Rostering practices sit at the intersection of these concerns. The inquiry has heard that unstable and last‑minute rosters can undermine financial security, caring responsibilities and mental health, particularly for part‑time and casual workers. Stakeholders are calling for a greater emphasis on predictability and fairness in how hours are allocated and changed, and for more human oversight where automated systems are used to build rosters.

The underlying theme is that minimum standards should do more than define the ceiling on hours – they should also support a baseline of stability and predictability in how those hours are organised.

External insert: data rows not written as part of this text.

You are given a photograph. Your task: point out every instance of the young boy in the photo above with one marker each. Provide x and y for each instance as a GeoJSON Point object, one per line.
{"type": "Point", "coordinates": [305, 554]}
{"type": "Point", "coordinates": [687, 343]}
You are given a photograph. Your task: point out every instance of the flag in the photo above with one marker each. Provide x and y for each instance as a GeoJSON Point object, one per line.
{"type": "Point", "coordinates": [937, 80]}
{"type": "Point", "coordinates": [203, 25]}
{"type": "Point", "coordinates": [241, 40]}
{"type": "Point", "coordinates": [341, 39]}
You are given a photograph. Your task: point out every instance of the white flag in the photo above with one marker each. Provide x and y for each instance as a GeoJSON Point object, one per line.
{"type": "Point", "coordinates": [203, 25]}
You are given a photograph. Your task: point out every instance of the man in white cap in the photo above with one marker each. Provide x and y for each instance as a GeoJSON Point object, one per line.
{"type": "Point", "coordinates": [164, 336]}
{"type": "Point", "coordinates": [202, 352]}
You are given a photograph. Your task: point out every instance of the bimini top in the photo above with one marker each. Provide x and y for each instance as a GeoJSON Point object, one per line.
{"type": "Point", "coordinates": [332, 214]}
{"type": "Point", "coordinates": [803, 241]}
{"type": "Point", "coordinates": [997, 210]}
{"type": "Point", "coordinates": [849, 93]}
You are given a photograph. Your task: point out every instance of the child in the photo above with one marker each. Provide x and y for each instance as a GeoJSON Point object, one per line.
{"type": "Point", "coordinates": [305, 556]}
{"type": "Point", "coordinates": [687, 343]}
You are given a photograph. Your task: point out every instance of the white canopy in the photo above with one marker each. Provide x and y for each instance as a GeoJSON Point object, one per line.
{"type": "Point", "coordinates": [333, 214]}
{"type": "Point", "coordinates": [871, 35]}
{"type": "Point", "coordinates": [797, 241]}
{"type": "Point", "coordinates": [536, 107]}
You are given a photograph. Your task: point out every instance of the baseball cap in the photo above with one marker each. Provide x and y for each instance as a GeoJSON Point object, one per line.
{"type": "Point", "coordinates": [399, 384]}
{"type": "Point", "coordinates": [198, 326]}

The review is not limited to time and scheduling. It is also canvassing whether the NES should recognise newer forms of leave and caring responsibilities that have become more visible in recent years.

Building on relatively recent additions to the standards, unions are pushing for the framework to acknowledge a wider range of health, cultural and family obligations, and to update long‑standing entitlements so they align more closely with contemporary patterns of work and care.

If this direction is adopted, the NES could shift from a narrow set of traditional leave categories towards a more expansive view of the time workers reasonably need away from work over the course of their lives.

For HR leaders, the inquiry sits alongside other expected shifts in the regulatory environment and points to a period of sustained change in how employment is governed. The overarching message is that the NES may move closer to the realities of modern work by tightening up weak spots, strengthening minimum time‑off and working‑time protections, and recognising a broader range of employee needs.

In practical terms, that would require organisations to revisit how they design jobs and rosters, how they calculate and administer leave, and how they manage psychosocial risks linked to overwork and instability.

With further hearings still to come, the precise shape of reform is not yet clear. But the direction of travel is towards a more robust and contemporary safety net, and towards greater scrutiny of how hours, leave and security are structured in practice.

HR leaders who start mapping their exposure to these themes now – and who think proactively about more sustainable working‑time models – will be better placed to influence the debate and adapt quickly once the government’s response is released.